Impacto no projeto de reflorestamento
O local atingido é referência em projetos de recuperação florestal, que vinham sendo desenvolvidos há anos. Para os voluntários, como Alexandre Bensabat, a perda é devastadora. Ele destaca que a topografia da área impossibilitaria a propagação natural das chamas entre os diferentes focos observados, reforçando a tese de crime ambiental. A Secretaria de Meio Ambiente de Nova Iguaçu aguarda o laudo da perícia para acionar a polícia especializada.
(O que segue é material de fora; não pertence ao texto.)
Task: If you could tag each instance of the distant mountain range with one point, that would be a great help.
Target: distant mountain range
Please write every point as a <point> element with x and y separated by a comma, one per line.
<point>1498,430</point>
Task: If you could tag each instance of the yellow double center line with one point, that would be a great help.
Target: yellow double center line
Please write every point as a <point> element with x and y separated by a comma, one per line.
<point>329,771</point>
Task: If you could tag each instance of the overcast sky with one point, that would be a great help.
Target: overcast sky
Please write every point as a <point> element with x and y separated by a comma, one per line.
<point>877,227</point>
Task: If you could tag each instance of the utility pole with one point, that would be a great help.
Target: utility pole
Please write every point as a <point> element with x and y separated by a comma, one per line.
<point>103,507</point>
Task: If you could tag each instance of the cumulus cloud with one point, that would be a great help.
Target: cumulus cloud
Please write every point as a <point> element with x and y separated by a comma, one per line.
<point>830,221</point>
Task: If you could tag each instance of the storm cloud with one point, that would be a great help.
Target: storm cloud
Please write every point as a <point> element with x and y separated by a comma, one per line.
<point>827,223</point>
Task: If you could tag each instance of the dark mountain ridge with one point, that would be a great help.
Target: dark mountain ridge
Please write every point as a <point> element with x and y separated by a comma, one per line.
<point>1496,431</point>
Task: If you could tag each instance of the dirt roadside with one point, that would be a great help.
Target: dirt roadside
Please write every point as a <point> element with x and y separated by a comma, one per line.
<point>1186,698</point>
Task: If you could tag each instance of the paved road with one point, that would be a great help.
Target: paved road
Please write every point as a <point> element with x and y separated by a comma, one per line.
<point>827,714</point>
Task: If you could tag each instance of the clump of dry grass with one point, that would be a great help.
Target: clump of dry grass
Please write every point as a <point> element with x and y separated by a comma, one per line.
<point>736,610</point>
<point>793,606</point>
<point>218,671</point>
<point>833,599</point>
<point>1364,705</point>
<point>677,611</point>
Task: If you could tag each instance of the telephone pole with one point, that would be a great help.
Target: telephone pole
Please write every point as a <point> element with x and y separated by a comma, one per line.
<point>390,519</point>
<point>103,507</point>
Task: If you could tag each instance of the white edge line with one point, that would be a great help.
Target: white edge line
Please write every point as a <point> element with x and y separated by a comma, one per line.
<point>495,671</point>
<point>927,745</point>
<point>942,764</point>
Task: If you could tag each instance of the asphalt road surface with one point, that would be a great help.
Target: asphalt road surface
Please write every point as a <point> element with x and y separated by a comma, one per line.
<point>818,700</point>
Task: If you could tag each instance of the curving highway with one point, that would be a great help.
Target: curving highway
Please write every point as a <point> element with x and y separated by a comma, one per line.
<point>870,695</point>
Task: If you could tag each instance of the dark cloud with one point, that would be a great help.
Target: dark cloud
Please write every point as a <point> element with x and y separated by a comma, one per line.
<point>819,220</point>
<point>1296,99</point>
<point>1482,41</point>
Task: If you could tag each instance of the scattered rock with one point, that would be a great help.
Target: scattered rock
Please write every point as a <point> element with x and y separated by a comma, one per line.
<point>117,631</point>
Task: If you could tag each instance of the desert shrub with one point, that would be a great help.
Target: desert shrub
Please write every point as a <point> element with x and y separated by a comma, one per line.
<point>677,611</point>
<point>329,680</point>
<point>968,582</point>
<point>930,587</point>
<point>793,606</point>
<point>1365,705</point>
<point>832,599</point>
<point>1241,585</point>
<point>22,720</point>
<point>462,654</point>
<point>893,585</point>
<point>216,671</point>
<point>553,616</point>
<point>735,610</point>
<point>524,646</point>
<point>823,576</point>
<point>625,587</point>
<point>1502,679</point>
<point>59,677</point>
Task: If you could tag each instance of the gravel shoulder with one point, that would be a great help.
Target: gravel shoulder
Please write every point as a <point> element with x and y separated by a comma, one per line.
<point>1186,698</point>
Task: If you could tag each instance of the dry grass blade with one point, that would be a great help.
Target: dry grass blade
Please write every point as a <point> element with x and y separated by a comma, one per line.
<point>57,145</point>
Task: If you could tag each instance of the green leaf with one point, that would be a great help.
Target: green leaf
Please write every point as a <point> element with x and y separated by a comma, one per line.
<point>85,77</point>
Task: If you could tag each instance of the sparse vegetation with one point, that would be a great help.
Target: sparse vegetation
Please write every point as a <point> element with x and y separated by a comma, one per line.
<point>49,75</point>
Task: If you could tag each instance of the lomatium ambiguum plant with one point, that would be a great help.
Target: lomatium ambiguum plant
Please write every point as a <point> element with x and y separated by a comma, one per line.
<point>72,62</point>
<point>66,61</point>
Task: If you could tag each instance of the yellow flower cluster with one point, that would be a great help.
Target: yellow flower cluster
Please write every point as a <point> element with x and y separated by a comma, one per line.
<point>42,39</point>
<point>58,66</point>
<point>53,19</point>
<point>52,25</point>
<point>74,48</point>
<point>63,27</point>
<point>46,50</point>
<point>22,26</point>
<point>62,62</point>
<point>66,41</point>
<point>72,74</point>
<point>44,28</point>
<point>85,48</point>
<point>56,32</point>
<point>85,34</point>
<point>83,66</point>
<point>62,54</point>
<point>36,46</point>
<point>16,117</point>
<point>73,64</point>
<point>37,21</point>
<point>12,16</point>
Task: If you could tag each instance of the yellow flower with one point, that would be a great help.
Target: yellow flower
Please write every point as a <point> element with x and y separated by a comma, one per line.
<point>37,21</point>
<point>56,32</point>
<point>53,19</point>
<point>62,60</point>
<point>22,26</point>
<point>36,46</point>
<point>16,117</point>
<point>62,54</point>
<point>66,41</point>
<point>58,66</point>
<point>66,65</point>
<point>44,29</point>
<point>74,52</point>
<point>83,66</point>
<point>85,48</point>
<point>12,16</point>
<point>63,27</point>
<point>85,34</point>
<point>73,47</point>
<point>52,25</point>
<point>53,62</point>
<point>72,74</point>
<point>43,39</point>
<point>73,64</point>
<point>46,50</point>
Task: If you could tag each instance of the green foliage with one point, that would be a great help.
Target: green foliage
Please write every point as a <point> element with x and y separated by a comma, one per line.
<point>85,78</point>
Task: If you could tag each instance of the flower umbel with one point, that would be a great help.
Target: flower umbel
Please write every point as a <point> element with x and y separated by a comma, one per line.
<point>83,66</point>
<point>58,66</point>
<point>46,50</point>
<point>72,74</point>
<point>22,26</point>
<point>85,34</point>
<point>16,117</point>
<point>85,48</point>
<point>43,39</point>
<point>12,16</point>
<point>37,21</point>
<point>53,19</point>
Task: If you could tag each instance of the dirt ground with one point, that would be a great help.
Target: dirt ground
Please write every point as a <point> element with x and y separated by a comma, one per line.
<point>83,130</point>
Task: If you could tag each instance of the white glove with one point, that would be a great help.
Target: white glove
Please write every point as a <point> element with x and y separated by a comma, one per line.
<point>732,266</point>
Causas investigadas e riscos à população
Especialistas apontam que a prática de colocar fogo na vegetação para manejo de gado ou o uso de chamas em eventos religiosos podem ter sido o estopim para a tragédia. Alex Vieira, coordenador do Instituto Educação Ambiental e Ecoturismo, alerta para o efeito ‘satélite’, onde fagulhas são levadas pelo vento, alcançando áreas secas e destruindo em segundos o trabalho de anos de conservação.
Consequências climáticas e urbanas
Além da perda da fauna e flora, o secretário Rodrigo Mascarenhas alerta para os riscos iminentes à população do entorno. Com a vegetação destruída, a área fica vulnerável a deslizamentos de terra durante as chuvas de verão, que podem atingir residências próximas. Além disso, a fumaça e a fuligem já causam problemas respiratórios aos moradores da região, transformando o desastre ambiental em uma crise de saúde pública.